Baca berita tanpa iklan. Gabung Kompas.com+
Kompas.com - 12/07/2016, 12:29 WIB
Sri Noviyanti

Penulis

KOMPAS.com - Fakta membuktikan bahwa gangguan pencernaan mempengaruhi perkembangan otak balita. Bahkan, hal itu bisa berdampak buruk pada kecerdasannya.

"Saluran cerna berkaitan erat dengan otak anak. Menurut teori Gut-Brain-Axis, saluran cerna adalah otak kedua anak," kata Dokter spesialis anak dari Fakultas Kedokteran Universitar Airlangga Ahmad Suryawan, dikutip dari Kompas.com, Jumat (29/4/2016).

Wawan, biasa ia disapa, mengatakan bahwa saluran cerna dan otak aktif melakukan komunikasi dua arah. Jika saluran cerna sehat, maka sinyal yang dikirim positif.

Sebaliknya, saluran cerna yang tidak benar bisa membuat gangguan sinyal ke otak.

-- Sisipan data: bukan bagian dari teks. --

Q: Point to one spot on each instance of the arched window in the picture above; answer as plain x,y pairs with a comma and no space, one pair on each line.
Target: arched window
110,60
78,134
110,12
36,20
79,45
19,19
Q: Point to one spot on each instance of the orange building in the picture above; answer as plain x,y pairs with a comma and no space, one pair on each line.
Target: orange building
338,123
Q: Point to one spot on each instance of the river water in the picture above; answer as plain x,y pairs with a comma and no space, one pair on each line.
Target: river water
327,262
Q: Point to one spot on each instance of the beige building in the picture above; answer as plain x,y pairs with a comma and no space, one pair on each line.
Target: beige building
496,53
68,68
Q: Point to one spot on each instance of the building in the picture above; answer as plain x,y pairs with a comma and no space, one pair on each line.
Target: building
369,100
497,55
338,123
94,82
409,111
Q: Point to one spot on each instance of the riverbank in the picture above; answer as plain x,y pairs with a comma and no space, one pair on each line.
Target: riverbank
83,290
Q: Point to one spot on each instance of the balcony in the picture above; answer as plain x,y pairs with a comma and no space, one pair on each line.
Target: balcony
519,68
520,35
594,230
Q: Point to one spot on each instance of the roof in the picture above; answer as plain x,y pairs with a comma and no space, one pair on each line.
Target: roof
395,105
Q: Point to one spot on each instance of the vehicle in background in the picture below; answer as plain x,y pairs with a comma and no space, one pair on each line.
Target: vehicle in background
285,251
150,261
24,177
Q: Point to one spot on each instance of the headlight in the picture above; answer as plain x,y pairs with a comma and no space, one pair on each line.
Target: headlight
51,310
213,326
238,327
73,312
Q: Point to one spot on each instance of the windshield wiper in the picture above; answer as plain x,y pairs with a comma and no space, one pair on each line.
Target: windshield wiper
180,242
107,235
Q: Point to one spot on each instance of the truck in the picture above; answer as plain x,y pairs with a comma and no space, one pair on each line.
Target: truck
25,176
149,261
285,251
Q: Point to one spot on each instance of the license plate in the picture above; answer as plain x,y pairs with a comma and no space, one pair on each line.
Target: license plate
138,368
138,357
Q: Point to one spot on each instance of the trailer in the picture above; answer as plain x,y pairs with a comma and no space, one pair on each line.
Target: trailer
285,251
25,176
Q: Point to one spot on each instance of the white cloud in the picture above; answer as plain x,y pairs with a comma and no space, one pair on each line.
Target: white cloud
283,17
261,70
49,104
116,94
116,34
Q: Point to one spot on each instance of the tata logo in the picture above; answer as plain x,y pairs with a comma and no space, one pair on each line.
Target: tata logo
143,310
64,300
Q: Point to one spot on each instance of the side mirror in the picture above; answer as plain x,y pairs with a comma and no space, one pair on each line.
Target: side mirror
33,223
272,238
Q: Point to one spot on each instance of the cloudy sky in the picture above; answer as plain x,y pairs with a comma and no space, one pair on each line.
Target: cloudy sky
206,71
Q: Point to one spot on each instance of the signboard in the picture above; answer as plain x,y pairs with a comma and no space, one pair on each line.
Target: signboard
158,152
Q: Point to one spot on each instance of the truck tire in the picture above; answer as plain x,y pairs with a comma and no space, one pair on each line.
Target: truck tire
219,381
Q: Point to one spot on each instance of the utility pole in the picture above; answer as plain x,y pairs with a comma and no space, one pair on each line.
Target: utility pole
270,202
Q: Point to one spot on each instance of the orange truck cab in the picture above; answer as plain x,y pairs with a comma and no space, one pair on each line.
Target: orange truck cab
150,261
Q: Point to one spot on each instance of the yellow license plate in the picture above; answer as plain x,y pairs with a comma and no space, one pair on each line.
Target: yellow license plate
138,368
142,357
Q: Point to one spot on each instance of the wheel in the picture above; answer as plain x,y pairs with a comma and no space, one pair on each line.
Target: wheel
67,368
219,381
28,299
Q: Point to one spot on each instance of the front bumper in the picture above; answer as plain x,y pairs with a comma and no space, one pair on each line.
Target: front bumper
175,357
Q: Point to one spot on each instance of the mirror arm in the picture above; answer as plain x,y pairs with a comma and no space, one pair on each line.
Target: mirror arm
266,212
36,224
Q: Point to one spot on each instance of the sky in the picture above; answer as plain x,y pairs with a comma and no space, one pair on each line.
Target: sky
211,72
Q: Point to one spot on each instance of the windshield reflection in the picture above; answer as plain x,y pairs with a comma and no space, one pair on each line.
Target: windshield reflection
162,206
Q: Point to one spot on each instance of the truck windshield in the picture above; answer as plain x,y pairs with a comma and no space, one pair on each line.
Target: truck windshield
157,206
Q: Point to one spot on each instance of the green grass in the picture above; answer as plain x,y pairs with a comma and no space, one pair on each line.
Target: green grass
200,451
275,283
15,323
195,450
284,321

Ini penting diketahui, karena sinyal yang dikirimkan ke otak juga mempengaruhi mikrobiota dalam saluran cerna untuk proses penyerapan nutrisi.

"Gangguan pencernaan pada balita tak bisa dipandang sebelah mata," ujarnya lagi.

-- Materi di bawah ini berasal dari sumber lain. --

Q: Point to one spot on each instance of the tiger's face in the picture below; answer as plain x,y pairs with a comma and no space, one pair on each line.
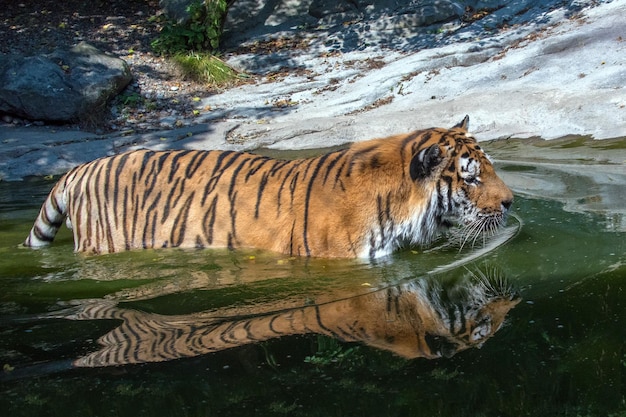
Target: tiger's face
467,189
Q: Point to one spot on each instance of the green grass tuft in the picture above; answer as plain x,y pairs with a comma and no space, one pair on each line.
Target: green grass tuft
205,68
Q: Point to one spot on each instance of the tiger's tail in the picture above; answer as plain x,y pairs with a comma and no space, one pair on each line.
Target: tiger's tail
50,218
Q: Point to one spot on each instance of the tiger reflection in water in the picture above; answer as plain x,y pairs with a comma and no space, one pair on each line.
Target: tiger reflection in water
425,317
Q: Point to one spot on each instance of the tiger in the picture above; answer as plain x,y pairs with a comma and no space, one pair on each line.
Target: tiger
364,201
427,317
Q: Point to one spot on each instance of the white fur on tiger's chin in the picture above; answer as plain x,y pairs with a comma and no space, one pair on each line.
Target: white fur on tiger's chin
420,228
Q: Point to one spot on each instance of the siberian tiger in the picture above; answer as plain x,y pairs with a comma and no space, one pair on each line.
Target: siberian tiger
363,201
425,317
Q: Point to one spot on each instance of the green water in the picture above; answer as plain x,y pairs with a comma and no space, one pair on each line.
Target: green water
562,351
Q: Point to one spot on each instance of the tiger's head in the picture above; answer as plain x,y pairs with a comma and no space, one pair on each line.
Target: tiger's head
465,190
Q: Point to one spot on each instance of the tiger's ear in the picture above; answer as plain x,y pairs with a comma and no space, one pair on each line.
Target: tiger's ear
464,124
424,162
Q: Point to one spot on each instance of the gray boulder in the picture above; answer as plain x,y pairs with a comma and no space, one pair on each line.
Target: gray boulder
177,9
64,86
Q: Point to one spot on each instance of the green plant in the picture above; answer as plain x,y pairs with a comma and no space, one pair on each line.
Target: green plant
204,67
201,32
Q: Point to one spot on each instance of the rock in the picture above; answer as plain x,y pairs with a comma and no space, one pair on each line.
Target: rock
177,9
62,86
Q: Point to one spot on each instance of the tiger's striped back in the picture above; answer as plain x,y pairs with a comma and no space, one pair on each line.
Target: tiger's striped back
363,201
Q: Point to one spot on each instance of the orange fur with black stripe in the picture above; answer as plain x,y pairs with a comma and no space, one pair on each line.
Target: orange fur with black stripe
364,201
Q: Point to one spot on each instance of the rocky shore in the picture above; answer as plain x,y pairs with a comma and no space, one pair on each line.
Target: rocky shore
552,70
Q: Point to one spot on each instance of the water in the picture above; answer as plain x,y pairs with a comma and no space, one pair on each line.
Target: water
561,351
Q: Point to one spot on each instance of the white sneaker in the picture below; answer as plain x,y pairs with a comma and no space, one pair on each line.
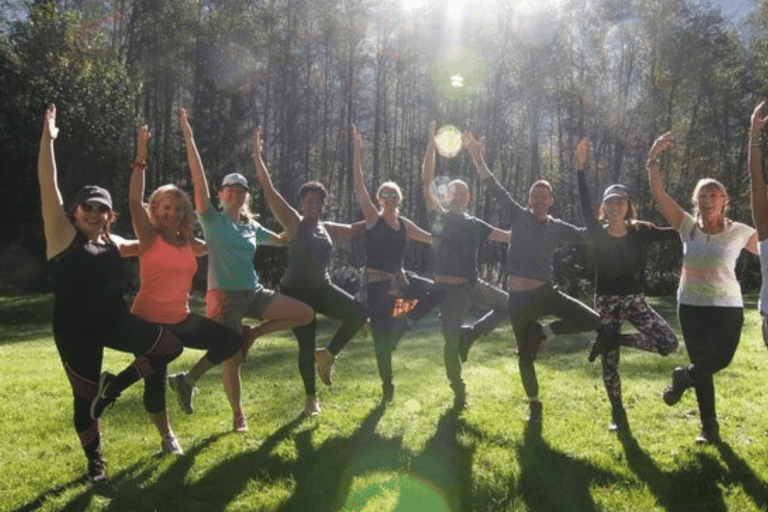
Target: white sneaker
312,406
170,445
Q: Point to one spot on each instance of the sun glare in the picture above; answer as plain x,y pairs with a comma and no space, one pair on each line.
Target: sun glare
412,5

Wawan mengemukakan, perkembangan otak sudah terbentuk pada masa awal kelahiran. Kemudian, dalam waktu dua tahun, perkembangan otak anak sudah mencapai 80 persen dari otak orang dewasa.

Sayangnya, beberapa gangguan tak bisa dihindari. Hal itu karena fungsi saluran cerna mereka yang memang belum sempurna.

Riset Mead Johnson Company pada 2015 menyimpulkan bahwa 92 persen ibu dari 701 responden dalam survei “Understand the habits and practice of mothers towards growing up milk” mengakui bahwa anaknya yang berusia lebih dari satu tahun pernah mengalami gangguan pencernaan. Beberapa keluhan itu diantaranya mengalami gumoh, kolik, dan konstipasi. (Baca: Kenali Gangguan Pencernaan pada Si Kecil)

Thinkstock Ilustrasi balita

Pada dasarnya, gangguan tersebut normal mengingat saluran cerna yang belum sempurna hingga balita berusia sampai enam bulan. Namun, hal itu perlu diwaspadai jika berlangsung dalam waktu yang lama dan intensitasnya tidak berkurang seiring perkembangan usia.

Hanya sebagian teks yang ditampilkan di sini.